Identifying Inequities in Mental Healthcare for African American Women IPV Survivors

Friday, January 13, 2023
Hospitality 2 - Room 444, 4th Level (Sheraton Phoenix Downtown)
* noted as presenting author
Bernadine Waller, NIMH T32 Postdoctoral Research Fellow, Columbia University, New York, NY
Seung Ju Lee, Doctoral Candidate, Adelphi University, Garden City, NY
Naomi Legros, MPH, Project Coordinator, TRIUMPH Study, Columbia University, New York, NY
Background and Purpose: Depression and post-traumatic stress disorder (PTSD) are the most common adverse mental health outcomes among survivors of intimate partner violence (IPV) and African American women are disproportionately impacted. African American IPV survivors are more likely to be exposed to more lethal forms of abuse, predictive of poorer mental health outcomes. African American IPV survivors are less likely to seek mental health care, which may account for higher rates of homicide. Despite dire outcomes, there is a dearth of literature that examines empirically tested, culturally appropriate mental health interventions for African American women IPV survivors. This systematic review seeks to close this gap.

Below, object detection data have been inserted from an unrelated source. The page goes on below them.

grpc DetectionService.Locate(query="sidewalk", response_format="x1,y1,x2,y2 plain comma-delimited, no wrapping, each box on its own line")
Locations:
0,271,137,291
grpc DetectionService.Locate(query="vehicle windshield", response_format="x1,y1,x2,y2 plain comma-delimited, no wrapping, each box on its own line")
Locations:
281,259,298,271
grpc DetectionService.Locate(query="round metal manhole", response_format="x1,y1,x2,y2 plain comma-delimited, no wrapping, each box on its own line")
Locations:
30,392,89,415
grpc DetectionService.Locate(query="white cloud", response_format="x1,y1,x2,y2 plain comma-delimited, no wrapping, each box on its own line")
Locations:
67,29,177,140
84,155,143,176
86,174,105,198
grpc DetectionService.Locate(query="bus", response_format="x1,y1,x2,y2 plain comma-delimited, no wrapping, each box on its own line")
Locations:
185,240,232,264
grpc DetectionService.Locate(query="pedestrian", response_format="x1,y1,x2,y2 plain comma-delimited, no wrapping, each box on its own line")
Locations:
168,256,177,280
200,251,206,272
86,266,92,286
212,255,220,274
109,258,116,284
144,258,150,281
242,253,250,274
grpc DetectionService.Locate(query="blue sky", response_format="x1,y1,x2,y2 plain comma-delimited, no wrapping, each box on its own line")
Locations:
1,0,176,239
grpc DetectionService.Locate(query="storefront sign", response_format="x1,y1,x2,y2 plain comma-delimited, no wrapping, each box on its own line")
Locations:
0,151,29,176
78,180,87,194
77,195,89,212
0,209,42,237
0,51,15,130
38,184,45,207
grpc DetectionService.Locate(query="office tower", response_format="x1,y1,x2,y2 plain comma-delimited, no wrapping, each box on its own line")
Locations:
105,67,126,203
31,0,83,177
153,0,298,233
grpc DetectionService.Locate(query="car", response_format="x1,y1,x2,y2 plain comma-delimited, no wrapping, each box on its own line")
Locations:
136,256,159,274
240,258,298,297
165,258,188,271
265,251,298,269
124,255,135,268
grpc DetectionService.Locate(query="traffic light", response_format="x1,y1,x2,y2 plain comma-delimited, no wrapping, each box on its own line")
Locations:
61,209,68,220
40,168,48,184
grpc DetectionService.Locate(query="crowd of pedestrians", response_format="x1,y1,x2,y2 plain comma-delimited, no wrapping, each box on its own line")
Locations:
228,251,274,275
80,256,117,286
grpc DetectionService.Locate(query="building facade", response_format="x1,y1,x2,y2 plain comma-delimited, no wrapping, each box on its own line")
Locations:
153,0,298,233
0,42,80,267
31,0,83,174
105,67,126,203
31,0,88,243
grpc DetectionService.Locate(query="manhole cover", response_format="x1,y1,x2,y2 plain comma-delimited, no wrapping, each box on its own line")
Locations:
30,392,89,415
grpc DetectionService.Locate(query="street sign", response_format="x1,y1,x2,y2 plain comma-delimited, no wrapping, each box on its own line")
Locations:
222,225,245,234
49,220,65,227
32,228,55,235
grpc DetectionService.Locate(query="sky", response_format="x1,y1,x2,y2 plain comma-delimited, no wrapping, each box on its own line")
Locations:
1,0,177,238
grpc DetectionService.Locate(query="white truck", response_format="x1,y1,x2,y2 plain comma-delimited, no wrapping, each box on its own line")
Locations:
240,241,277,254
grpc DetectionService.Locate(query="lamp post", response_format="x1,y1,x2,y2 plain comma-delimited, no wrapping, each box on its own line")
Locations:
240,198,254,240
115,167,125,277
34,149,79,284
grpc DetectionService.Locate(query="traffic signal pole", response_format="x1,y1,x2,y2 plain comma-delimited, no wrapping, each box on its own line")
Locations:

Methods: Five electronic databases (PubMed, Ebscohost, Social Science Database, Social Sciences Full Text, and Social Work Abstracts) were used with the following search keywords: (1) intimate partner violence, partner violence, or domestic violence (2) depression or anxiety (3) PTSD (4) intervention or therapy; (5) African American women or Black women. Grey literature was conducted as well. A total of 1,276 studies were identified, and studies were selected for the document type (peer-reviewed, journal-article), language (English), and the author’s institutional affiliation (USA). Inclusion criteria were as follows: study that includes (1) African American IPV survivors aged over 18 in the sample (2) interventions related to depression and/or PTSD (3) evaluations of the interventions. Articles about interventions unrelated to African American IPV survivors with depression or PTSD were excluded. Ultimately, 22 articles were included. Data of each article were collected, capturing research design, sample demographics, intervention types, durations, and settings, findings, and cultural adaptation.

Results: Traditional and novel interventions were used to treat depression and PTSD among African American women IPV survivors. Community-based interventions were largely effective to treat depression. A range of cognitive treatments were most effective for remitting PTSD symptomology. Cognitive and mindfulness-based interventions were employed to treat survivors who presented with depression and PTSD. Interventions were effective when they were culturally appropriate, multi-faceted, and employed community-based approaches. Intervention satisfaction was high when delivered within African American communities or by African American female providers. Participation dropout rates were low when services for childcare, food, financial assistance, and transportation were provided.

Conclusions and Implications: This review elucidates the urgent need to deliver mental health services for the most vulnerable population of IPV survivors: African American women. It further underscores the need to provide culturally responsive, community-based interventions. Survivors’ tenuous relationship with the mental health system and their diminished trust in traditional care illuminates survivors’ proclivity towards receiving community-based services that are nested within the Black community. This review has implications to the level and nature that mental health services are delivered to this underserved populations of survivors. Importantly, this review provides insights to reducing mental health inequities among African American women experiencing IPV.